Ance, l’associazione nazionale dei costruttori edili, ha aperto il vaso di Pandora della viabilità isolana. Dentro non c’erano tutti i mali del mondo, come racconta la mitologia greca, ma una grande quantità di problemi che vivono all’ombra delle strade della Sardegna e che impediscono all’isola di mettere insieme una rete viaria perlomeno decente. La ciliegina sull’asfalto, poi, è una prospettiva che parte dal crollo degli investimenti infrastrutturali su scala nazionale (-60 per cento) e un conto alla rovescia verso l’estinzione delle imprese, che adesso segna 35mila operai edili in meno persi negli ultimi anni, per un conto totale che sfiore la 100mila unità aprendo il discorso all’indotto. Un quadro desolante dipinto all’ombra del padre di tutti i paradossi: questa volta non è una questione di soldi. Anzi, i denari ci sono ma non vengono spesi perché ingessati da una burocrazia impenetrabile. E le strade restano in condizioni pietose.

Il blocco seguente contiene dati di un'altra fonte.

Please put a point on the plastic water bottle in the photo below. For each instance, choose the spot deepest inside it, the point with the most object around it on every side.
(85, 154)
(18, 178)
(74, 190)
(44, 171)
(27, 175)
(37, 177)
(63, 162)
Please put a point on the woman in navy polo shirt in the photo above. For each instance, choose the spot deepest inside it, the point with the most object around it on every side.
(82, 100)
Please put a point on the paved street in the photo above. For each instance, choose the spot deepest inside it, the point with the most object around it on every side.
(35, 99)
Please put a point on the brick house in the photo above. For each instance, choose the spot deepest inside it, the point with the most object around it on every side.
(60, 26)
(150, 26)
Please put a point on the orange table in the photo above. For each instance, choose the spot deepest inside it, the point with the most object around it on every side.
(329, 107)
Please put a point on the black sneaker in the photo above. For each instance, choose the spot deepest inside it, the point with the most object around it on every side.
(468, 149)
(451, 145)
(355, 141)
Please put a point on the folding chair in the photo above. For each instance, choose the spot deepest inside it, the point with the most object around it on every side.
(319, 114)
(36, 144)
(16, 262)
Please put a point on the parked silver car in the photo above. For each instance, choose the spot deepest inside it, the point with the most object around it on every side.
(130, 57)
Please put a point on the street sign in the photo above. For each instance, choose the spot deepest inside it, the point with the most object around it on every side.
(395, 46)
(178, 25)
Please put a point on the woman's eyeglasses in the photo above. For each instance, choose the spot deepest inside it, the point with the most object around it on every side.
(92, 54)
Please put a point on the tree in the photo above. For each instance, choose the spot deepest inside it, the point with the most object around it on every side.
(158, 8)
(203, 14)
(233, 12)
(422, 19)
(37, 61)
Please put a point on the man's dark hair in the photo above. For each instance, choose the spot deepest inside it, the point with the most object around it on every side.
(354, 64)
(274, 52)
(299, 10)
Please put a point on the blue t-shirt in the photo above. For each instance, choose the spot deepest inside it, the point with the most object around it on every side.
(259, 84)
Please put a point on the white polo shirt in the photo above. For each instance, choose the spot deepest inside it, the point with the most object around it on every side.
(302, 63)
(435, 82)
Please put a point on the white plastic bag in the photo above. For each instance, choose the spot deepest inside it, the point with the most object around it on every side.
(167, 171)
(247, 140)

Il prezzario. Il prologo parte dagli appalti: «Anas li propone a prezzi assurdi – spiega Pierpaolo Tilocca, presidente di Ance Sardegna – , fuori mercato e con criteri di aggiudicazione folli. Il prezzo a base d’asta copre due terzi dei costi di realizzazione ma siccome c’è grande fame di lavoro, qualcuno si butta lo stesso. In un momento normale non parteciperebbe nessuno ma purtroppo gli impresari devono pagare contributi, mutui, tasse e sono costretti a provarci. C’è una fame bulimica di lavoro ma queste situazioni gravano sul mercato e sono inconcepibili». E dire che appena due anni fa sembrava che l’alba del nuovo giorno fosse vicina: «La Regione, con un grande sforzo e dopo 18 anni di attesa, era riuscita ad aggiornare il prezzario delle opere pubbliche – aggiunge Tilocca –. Si tratta di 6mila voci che rendevano congrue le lavorazioni in Sardegna, perché è impossibile pensare che un cantiere a Fonni possa costare quanto un cantiere identico a Fiumicino». Messo a fuoco il tema, lo svolgimento ha lasciato l’Ance di sasso: «Perché non è cambiato nulla. Le società appaltanti osteggiano il prezzario e continuano a proporre i soliti pagamenti fuori mercato. Non si potrebbe fare – continua il presidente di Ance – ma per bloccare l’andazzo le imprese dovrebbero fare ricorso al Tar e, quindi, allungare ulteriormente tempi già troppo lunghi. Faccio un esempio il prezzario delle opere pubbliche è stato modificato nel 2018 ma dopo due anni 80 gare su 100 si propongono con i vecchi prezzi». E i 20 che accettano il compromesso, pur di fatturare qualcosa, risparmiano su quello che possono e magari usano bitumi scadenti o altri accorgimenti. «In un mondo perfetto, con il prezzario 2020 i lavori dovrebbero esser appaltati poco tempo dopo, invece si trascinano nel tempo fino a durate interminabili. Ance – segnala Pierpaolo Tilocca – ha da subito segnalato il comportamento di Anas che continua proporre lavori con i vecchi prezzi credendo di trovare più pretendenti ma ottiene il contrario, perché nessuno partecipa più agli appalti».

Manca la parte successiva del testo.